Every year in the U.S. alone, more than 108 billion pounds of food is wasted. Much of it is squandered at each step in the process of producing food. The term “byproduct” is often tossed around as an inevitability of food production—and byproducts are largely assumed to be useless—but there is an emerging industry based on the utilization of biomass, or food waste. Businesses are being built on the idea that these food byproducts can be employed to make other new products. 

Bananas are one of the most mass-cultivated crops in the world. They are also one of the most underutilized in terms of biomass.

After a banana plant fruits, the entire “tree” dies back (due to the nature of rhizomes, look it up!), leaving excess pseudostem, stalk, leaves and inflorescence (the purple “flower” which hangs from the bottom of each banana bunch). This biomass can be reworked into fertilizers, natural fibers, livestock feed, and coloring and has recently been looked into as a potential source of renewable energy. Not only does this make use of what would have been wasted, it also creates additional income for the farmers who cultivate the bananas, without compromising the quality or safety of their operation. 
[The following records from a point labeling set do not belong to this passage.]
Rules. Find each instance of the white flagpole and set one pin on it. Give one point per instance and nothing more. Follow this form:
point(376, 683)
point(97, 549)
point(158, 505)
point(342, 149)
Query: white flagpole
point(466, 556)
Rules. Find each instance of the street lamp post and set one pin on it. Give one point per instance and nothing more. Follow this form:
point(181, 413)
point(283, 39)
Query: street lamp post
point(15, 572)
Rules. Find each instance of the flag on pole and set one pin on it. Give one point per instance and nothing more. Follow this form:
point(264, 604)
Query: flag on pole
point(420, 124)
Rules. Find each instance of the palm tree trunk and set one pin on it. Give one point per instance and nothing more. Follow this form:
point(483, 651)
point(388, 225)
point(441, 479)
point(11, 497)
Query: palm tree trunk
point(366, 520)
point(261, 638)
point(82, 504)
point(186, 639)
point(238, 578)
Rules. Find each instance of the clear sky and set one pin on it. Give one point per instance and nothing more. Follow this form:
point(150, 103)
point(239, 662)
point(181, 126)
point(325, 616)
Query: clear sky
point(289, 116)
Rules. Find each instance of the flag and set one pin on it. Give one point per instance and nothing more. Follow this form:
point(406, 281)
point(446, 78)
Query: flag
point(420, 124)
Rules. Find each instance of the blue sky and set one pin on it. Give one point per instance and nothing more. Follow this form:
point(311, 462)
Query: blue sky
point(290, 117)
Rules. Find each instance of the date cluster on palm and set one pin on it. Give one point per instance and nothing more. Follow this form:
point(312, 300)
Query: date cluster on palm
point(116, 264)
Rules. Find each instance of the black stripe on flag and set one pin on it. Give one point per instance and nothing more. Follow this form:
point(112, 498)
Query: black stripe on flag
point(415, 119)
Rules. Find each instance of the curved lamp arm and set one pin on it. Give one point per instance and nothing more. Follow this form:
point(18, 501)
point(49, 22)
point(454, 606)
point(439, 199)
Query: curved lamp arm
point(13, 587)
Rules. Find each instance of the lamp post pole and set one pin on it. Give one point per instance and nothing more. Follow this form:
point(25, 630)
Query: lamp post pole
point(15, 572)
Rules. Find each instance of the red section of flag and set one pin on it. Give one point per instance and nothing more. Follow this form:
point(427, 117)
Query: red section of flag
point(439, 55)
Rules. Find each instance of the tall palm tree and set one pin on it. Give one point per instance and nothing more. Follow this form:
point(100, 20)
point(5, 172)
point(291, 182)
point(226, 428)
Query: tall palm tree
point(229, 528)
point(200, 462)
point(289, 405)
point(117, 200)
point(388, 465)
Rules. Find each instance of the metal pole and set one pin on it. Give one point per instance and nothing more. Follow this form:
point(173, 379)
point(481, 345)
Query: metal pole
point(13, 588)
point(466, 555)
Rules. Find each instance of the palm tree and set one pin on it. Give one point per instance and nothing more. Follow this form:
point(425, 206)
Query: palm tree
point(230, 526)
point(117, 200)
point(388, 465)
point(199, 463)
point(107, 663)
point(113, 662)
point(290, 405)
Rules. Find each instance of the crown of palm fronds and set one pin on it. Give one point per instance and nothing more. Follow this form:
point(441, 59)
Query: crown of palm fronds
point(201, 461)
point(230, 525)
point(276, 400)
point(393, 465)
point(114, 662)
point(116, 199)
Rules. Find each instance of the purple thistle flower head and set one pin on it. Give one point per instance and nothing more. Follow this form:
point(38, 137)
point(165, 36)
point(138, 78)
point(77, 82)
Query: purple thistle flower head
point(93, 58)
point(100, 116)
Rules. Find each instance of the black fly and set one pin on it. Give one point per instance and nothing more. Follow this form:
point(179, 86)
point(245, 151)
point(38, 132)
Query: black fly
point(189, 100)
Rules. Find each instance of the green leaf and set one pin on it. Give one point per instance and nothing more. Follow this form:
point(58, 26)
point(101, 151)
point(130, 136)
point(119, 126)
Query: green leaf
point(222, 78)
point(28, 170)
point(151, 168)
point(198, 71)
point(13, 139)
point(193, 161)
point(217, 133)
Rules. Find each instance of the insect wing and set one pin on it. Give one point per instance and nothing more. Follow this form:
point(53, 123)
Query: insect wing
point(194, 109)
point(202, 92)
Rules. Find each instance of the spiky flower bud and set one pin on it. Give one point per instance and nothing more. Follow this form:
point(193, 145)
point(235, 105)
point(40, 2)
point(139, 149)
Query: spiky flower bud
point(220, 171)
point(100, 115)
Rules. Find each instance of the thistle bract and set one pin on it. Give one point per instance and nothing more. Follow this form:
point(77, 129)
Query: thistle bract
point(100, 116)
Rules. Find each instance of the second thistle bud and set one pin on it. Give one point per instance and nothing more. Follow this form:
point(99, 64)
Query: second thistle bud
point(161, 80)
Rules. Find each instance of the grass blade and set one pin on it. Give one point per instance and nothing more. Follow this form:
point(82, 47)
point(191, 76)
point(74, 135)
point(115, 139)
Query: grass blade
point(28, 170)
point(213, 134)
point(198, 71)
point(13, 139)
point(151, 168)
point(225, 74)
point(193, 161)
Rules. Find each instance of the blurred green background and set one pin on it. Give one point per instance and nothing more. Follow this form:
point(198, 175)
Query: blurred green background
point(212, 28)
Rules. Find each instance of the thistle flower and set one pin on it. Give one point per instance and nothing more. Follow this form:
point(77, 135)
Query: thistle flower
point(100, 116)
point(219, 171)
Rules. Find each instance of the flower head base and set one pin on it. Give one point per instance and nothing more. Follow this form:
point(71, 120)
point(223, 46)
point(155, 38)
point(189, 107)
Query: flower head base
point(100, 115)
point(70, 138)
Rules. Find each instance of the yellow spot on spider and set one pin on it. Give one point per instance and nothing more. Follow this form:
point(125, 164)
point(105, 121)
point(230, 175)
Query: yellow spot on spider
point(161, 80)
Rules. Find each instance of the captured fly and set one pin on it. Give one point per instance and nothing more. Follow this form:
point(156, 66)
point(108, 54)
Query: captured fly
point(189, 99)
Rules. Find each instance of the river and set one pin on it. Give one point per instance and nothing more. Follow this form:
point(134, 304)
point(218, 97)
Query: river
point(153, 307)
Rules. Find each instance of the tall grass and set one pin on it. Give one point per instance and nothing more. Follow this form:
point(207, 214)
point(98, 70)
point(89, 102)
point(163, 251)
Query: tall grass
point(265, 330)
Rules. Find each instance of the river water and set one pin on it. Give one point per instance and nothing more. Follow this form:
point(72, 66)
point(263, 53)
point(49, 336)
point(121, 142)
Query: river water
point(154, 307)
Between 9 and 11 billion pounds of coffee is produced worldwide annually. Almost half of the biomass of the coffee cherry (the fruit which contains the coffee beans) becomes processing waste.


That’s a lot of byproduct. Worse, many of the countries where coffee is produced do not have the wastewater management to keep coffee pulp out of their waterways. Luckily, there are rising companies which upcycle coffee biomass in creative ways. Coffee flour can be produced from the dried cherry pulp, the color and scent resembling ground coffee beans. Tea can also be made in a similar fashion. Coffee also makes great nutrient-rich fertilizer which can even be used in the same fields it derives from. 
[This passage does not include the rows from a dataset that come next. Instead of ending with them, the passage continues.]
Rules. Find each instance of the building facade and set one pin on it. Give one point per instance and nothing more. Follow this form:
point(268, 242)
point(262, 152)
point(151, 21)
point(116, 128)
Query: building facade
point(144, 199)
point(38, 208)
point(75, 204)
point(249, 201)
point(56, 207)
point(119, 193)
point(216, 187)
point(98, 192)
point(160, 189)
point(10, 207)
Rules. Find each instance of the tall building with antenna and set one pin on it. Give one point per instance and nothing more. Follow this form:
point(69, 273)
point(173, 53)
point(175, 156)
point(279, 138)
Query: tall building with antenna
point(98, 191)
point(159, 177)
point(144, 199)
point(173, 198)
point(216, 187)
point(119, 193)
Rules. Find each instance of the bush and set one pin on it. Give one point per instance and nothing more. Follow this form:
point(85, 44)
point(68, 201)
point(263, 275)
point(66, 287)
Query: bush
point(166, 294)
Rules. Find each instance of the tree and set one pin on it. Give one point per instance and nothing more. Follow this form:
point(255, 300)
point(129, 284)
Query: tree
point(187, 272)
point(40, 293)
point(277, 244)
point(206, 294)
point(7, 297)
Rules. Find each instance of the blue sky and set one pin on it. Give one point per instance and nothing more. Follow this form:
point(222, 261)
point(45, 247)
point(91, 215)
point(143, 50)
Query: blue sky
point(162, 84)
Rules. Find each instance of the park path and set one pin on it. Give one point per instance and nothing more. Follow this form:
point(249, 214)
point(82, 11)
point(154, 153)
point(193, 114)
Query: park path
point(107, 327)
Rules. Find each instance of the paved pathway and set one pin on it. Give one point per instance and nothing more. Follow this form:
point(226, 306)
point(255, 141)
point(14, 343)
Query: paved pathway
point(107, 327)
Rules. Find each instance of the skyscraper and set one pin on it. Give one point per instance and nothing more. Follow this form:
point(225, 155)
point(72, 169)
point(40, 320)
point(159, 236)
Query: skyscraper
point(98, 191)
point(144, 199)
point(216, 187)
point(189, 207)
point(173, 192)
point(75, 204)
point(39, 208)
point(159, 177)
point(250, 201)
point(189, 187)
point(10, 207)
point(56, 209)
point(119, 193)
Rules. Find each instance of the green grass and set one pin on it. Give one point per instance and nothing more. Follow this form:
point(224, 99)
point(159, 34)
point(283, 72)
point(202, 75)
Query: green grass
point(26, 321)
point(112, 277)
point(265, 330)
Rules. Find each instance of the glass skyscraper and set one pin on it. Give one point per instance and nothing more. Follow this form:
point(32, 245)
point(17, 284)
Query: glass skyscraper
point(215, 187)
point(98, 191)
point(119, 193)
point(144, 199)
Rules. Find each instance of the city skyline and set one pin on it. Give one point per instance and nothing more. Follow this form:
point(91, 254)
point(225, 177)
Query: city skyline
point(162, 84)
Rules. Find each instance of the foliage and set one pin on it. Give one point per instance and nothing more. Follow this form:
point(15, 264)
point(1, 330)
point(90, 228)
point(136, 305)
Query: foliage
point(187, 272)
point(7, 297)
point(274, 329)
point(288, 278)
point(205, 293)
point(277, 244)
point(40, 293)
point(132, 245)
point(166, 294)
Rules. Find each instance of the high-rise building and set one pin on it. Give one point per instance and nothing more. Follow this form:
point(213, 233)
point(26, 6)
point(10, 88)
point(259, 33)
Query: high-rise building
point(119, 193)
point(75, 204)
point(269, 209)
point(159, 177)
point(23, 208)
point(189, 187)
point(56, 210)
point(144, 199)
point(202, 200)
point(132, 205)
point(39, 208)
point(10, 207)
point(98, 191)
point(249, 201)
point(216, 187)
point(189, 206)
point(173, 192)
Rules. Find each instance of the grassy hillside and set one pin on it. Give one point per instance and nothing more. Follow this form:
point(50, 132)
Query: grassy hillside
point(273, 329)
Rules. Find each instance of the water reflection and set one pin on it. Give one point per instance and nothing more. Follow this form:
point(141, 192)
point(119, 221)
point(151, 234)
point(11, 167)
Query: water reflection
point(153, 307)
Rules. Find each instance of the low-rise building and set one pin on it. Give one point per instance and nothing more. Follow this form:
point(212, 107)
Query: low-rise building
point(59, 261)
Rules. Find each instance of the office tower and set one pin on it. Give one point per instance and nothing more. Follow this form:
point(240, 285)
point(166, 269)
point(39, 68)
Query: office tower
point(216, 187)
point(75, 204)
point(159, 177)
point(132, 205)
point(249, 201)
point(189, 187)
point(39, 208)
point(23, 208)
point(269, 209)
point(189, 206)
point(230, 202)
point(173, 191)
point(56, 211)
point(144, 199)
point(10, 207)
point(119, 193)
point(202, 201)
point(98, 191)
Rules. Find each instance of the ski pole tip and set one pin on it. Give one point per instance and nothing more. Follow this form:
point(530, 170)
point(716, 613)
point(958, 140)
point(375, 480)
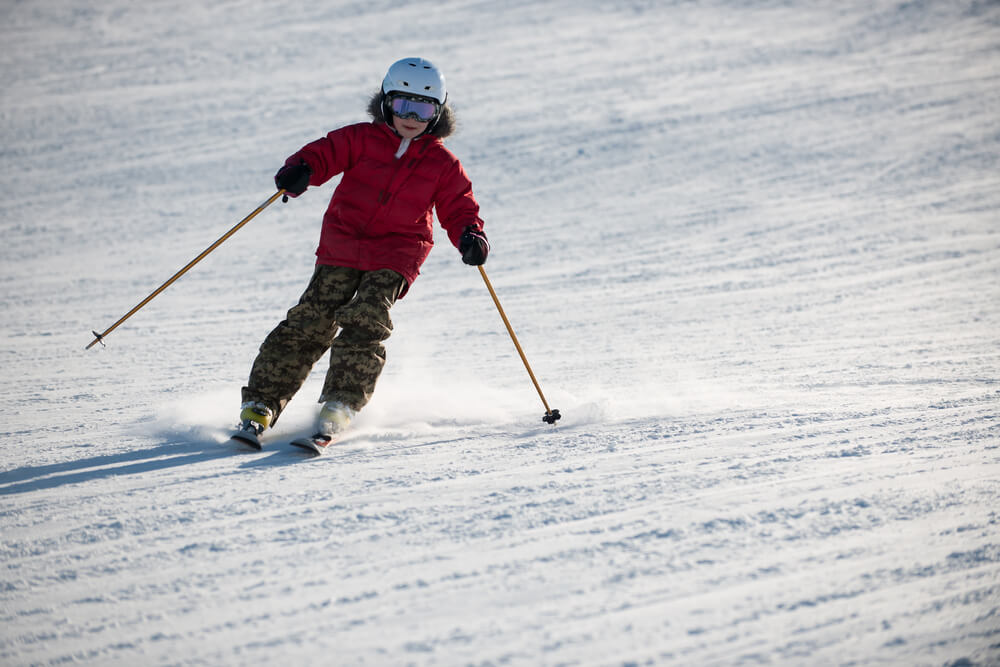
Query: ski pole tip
point(98, 338)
Vintage Vinegars is an Oʻahu-based company that believes in one person’s “trash” being another person’s… Raw Pineapple Vinegar. Vintage Vinegars takes the excess pineapple (either a bit over-ripe or just an overage) from a commercial operation and converts it into their raw pineapple vinegar, incorporating both the health benefits of fermented foods and of the digestive enzyme bromelain that is found only in pineapples. They continue to follow this excess sourcing model and experiment with other food byproducts such as cacao nectar and “B”-grade mangoes for future products.